He's taking an ostensibly 'strong stand' \- but he's also furthering the
public furor.

Before he was a 'somewhat well known person' but now he's really, really going
to be famous, and probably not for the right reasons. And by the way, most
people probably don't know how he is yet. That's hard to grasp because _we_
certainly do - but if you walk out your door right now, take a stroll and ask
people if they know how 'Jeff Bezos' is, surprisingly fewer people will know
who is is than you'd imagine.

You know Maroon 5? They were a 'famous' band with hit albums and singles. But
since the lead singers role on 'the Voice' \- their popularity has skyrocketed
into mainstream. Listen to Zuck's sister Randy talk about the history of 'The
Social Network' film - apparently the film caused a huge upsurge in FB
accounts so it was a blessing. But who among us hadn't heard of Maroon 5
before 'The Voice'? Or Facebook before 'The Social Network'. 'We' are not
normal folks. Normal folks have a variety of interests that may not include
hearing about Maroon 5, or Facebook in it's early years, or Jeff Bezos.

Bezos is entering a new realm of pop culture, the news cycle in a very ugly
landscape, and he's opening himself up for trouble.

'The truth' is the first thing lost in the fog of war, and certainly in pop
culture war as well.

It might have been a better move to simply shut up about it, or at least be
low key.
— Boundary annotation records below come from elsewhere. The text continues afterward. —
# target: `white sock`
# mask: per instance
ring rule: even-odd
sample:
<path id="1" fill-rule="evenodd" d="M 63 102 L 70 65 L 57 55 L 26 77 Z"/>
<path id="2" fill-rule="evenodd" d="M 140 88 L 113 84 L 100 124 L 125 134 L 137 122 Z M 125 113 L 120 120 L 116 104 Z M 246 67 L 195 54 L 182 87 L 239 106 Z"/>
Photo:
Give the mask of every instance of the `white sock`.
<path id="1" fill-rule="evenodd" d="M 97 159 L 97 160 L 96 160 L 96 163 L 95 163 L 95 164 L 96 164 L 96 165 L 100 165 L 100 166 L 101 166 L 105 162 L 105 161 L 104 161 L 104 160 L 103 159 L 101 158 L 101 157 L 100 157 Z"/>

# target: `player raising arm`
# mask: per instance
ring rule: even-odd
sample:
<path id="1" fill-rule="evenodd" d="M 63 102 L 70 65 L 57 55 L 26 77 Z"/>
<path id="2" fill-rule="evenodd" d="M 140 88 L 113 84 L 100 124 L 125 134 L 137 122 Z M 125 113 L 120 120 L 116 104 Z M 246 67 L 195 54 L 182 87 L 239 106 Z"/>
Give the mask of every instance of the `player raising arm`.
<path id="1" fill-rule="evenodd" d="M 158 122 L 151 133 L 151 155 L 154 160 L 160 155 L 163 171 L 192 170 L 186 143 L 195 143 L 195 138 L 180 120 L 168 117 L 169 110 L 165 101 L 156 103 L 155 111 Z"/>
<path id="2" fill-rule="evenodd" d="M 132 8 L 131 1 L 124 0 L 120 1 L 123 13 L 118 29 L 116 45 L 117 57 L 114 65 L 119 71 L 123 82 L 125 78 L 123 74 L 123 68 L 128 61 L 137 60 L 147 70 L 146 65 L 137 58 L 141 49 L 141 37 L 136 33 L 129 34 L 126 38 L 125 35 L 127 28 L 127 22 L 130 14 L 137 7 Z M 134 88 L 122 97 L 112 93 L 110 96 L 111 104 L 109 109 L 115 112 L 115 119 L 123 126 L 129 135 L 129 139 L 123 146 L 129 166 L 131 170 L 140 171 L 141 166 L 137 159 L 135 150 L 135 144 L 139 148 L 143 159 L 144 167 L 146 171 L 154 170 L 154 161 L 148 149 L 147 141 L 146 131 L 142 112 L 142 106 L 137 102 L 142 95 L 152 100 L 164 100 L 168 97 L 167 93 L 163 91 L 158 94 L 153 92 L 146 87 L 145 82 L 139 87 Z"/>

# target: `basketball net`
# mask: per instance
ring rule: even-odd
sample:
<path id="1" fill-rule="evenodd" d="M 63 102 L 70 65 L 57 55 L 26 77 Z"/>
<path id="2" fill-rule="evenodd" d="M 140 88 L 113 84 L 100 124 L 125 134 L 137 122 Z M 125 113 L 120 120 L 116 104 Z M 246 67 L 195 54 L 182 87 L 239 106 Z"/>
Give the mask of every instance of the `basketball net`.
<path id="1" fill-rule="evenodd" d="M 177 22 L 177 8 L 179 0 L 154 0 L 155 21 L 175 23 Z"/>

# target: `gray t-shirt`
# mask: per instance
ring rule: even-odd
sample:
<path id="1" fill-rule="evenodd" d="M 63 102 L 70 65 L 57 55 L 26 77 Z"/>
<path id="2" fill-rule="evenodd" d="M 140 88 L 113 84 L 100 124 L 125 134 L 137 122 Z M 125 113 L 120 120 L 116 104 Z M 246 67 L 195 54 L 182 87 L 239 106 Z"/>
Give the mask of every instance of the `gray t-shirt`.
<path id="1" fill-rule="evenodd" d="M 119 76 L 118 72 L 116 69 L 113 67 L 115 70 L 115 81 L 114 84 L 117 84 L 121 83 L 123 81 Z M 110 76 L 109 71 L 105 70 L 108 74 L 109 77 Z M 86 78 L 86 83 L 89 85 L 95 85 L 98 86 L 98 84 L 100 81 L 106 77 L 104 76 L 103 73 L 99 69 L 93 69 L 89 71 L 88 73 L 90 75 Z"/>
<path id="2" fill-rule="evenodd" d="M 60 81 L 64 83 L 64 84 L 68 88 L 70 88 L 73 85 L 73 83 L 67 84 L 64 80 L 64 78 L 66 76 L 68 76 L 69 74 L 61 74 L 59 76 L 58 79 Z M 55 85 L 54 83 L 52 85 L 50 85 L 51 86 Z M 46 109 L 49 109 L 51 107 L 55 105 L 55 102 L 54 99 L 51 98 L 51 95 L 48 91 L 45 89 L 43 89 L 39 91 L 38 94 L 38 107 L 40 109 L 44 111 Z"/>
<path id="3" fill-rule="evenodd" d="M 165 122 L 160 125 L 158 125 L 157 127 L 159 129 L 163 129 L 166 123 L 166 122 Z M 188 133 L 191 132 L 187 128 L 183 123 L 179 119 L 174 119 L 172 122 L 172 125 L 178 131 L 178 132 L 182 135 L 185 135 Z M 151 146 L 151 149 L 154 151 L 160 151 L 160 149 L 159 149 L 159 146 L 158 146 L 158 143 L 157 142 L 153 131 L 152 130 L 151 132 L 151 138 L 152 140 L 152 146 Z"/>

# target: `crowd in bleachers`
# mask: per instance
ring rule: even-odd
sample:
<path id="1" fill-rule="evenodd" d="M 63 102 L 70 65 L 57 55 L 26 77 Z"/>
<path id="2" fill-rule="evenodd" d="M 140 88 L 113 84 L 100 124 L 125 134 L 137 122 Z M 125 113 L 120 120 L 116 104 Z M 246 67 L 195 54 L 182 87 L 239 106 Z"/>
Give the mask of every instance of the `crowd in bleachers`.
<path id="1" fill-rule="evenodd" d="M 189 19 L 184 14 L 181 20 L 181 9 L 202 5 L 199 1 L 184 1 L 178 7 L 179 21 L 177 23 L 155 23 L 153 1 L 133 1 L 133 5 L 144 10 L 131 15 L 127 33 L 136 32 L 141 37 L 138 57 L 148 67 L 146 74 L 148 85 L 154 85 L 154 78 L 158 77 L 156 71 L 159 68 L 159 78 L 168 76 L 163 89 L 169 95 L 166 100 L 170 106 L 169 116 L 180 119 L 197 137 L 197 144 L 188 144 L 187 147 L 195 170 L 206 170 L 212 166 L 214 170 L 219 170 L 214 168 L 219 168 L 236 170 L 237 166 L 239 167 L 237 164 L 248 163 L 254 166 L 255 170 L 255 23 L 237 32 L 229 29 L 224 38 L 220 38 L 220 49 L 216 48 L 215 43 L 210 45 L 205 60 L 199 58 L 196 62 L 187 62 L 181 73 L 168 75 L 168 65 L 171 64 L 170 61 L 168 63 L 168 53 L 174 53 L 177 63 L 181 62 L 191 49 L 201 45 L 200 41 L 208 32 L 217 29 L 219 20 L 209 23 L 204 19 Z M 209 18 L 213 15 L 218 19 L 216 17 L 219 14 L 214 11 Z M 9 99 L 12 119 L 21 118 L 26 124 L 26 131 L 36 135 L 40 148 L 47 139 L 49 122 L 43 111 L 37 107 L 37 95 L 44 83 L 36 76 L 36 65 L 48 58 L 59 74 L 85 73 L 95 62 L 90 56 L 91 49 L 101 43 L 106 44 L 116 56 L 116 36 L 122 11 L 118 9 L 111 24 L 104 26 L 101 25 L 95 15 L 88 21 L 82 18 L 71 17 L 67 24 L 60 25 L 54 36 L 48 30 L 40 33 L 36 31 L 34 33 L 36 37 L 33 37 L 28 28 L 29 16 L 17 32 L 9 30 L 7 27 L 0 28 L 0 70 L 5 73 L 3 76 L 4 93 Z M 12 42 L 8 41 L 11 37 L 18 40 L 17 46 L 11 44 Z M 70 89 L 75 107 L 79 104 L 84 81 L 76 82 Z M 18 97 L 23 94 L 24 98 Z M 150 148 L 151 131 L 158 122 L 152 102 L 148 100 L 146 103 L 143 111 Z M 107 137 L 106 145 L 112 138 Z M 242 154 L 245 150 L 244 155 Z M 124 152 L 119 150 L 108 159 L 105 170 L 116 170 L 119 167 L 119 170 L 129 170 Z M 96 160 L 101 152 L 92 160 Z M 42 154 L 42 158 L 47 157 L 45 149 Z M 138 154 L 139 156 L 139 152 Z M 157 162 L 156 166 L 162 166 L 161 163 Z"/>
Newsrooms work on the fuel of tidbits of facts, actions, and create
narratives - without fuel, these issues just fade in the background because
other , more clickworthy stuff is always happening.

Personally, I would have made a public statement through a rep. which possibly
included the extortion notes, just for public record, but I wouldn't for a
second make it personal or do things in my name, give interviews etc. etc..

Finally, and something that people have not denoted - but this 'scandal' has
it's essence partly in sneaky photos - but mostly in the notion that 'Bezos,
supposedly family man, was caught cheating on his wife'. I don't know the
details of what happened, but this perception can actually be damaging. Even
among those who are more liberal on such issues ... the idea of a rich
billionaire guy, philandering around with some woman while his wife and kids
are at home ... this is a bad image irrespective of what reality is.

The only winners in media storms are those for whom it's a way of life, i.e.
'their only value' \- like newsrooms and media creations like Donald Trump.

I feel Bezos might be getting sucked into a storm he may not be able to get
out of.

There are very few things that could risk his tenure as CEO of Amazon, but a
wrong turn in the public eye is surprisingly easy, and it could cause trouble.
People lose their CEO jobs often not because the board things some real
wrongdoing has happened, but because public opinion is just up in a fuss about
something.

Edit: If he is making ostensible claims that the US or Saudi's are actively
spying on him, this could hurt him. True or not, it just sounds wildly
conspicuous and conspiratorial, and it could easily turn into fodder for those
who might not want to treat him well. It could also hurt his position among
regular business people who might see it as a wild claim, irrespective of what
the truth is.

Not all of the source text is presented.